Kathy Gibson reports from Qlik AI Reality Tour – There is no question AI is critical and companies that hesitate to harness it risk falling behind.
“But the question is: what are you going to do with AI?” asks Tejas Mehta, senior vice-president and GM: MEA at Qlik.
“It turns out you have to do the hard work, you cannot just skip to the end,” he adds. “And the success of AI starts with the data foundation.”
The reality is that ‘garbage in, garbage out’ still holds true – and with AI the garbage out can come with devastating speed and effect.
“Data quality will make or break your AI,” says Mehta. “Companies make important decisions based on data all the time. Bad outcomes because of poor data quality can damage the business.”
Qlik studies show that 72% of organisations say data limits their ability to take advantage of AI.
“Never has it been so important to get the data right,” Mehta says.
But building a solid foundation is not an easy task. “At Qlik we have been getting ready for this for years, and have built an analytics and AI foundation,” Mehta says.
“But we know it has to be flexible, to reach the customer where their data is. Which is why we do business where you do business – not the other way around.”
The trick is to take data and turn it into the desired outcomes, Mehta explains.
Qlik has come up with a framework for accelerated AI adoption that includes five key elements.
The first piece is about moving and transforming the data from any source; moving it at speed and with scale – and doing it in an automated fashion.
The second piece is around trust. You need to trust the data – where it is from, who has access and all the governance around data. This is critical to ensure confidence.
The third is about access, ensuring access for the correct people in a managed and structured way.
The fourth piece is a comprehensive approach to analytics to enable users to analyse, predict and answer.
The final piece is action, with automated outcomes as the goal.
“This is easy to understand, but hard to do,” Mehta warns.
Earlier this year, the company launched the Qlik Talend Cloud, a trusted foundation for AI, analytics and operation.
In most organisations, 80% of data is unstructured, so its important that users can trust the data they use to get answers.
Qlik Answers gives customers GenAI-driven answers from unstructured content with full explainability, Mehta explains.
The Qlik platform supports a broad community of users within customer organisations, says James Fisher, chief strategy officer of Qlik.
The Qlik Talend Cloud provides a data fabric for real time integration and quality at scale.
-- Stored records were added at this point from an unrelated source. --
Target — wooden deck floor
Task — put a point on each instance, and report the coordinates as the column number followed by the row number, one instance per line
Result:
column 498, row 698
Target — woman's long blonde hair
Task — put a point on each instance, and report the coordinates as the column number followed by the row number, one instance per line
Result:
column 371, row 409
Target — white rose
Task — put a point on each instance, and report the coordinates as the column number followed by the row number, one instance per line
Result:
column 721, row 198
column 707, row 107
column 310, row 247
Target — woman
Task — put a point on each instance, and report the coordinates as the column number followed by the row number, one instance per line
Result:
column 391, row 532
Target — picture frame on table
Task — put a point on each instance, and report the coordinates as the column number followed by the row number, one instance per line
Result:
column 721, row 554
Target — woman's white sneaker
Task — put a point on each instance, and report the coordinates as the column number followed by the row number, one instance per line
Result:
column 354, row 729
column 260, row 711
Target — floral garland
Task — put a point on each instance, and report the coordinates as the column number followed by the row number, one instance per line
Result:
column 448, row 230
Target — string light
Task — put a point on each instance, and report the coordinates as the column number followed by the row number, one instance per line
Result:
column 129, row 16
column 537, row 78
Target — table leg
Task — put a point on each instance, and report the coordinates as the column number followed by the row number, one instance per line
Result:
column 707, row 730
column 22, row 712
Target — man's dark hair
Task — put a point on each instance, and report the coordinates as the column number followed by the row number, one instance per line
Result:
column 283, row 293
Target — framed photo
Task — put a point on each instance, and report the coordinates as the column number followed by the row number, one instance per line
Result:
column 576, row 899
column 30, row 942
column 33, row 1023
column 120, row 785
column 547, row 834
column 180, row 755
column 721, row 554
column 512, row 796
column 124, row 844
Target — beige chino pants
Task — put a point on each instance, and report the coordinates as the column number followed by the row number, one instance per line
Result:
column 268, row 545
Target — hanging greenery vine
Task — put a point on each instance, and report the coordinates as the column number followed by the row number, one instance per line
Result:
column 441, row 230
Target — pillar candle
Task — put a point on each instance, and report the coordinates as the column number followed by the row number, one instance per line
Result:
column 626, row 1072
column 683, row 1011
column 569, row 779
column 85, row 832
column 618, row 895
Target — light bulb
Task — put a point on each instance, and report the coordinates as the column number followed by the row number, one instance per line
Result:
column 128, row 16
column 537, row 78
This allows customer to maximise the transformative value of their data.
“We recognise that data is all over the ecosystem, so we need to ensure you can work with all the data, wherever it resides,” says Fisher. “You must be able to get it, regardless of where it comes from, into the right place, at the right time and in the right format.
“It has to be there in as near to realtime as possible. You want a full range of development options. And it must be trusted, run at scale, and run anywhere.”
In essence, Qlik offers a trusted data foundation for AI, with AI-ready data pipelines and a trust score for AI.
Bridging the gap between the data engineer and the data consumer is an increasingly complex problem, particularly as AI takes off and ecosystems become more complex.
“We have to break down silos, and ensure that key data is effectively shared,” Fisher explains.
There is real value in creating new models, leveraging the expertise of data owners to create data products that can be shared, are highly secure, versioned and controlled. These offer greater value for the organisations, Fisher explains.
Once a data model is verified, it can be made public in a company marketplace, and thereafter used by other users.
Once the data foundation has been established, customers need to turn data into an insight that drives action.
Qlik focuses on enabling analytics, self-service analytics and self-service AI.
“We help everyone in the organsation to achieve better outcomes by revealing answers that visualisation tools simply miss,” according to Fisher.
The first element is for the developer, offering a creation experience with improved navigation, better layout and visualisation, and AI-infused development to improve productivity with and for AI.
Predictive AI is possible because of automated modelling for time consuming tasks. Model recommendation protects users from selecting a bad model; while embedded insights allows for one-click insights on the model.
For instance Dataflow will soon be available, allowing developers and business users to quickly and easily transform data.
The end results is a analytics consumer experience that integrates with business apps, offers predictive AI for forward-looking questions, and includes GenAI that integrates with thousands of LLMs.
“The users in our organisations have very different expectations today,” says Fisher. “We have added features to empower users to get insights quickly.”
A new feature in Qlik is Insight Adviser which lets users simply address questions to the AI assistant Claude to get insights on future predictions.
Customers have indicated that unstructured data simply doesn’t allow them to get true value.
To address this, Qlik Answers helps users to create accurate responses based on actual data, including calls and emails. The data that underpins the responses can be checked and verified. Additional data sources not already in the repository can also be imported and queried.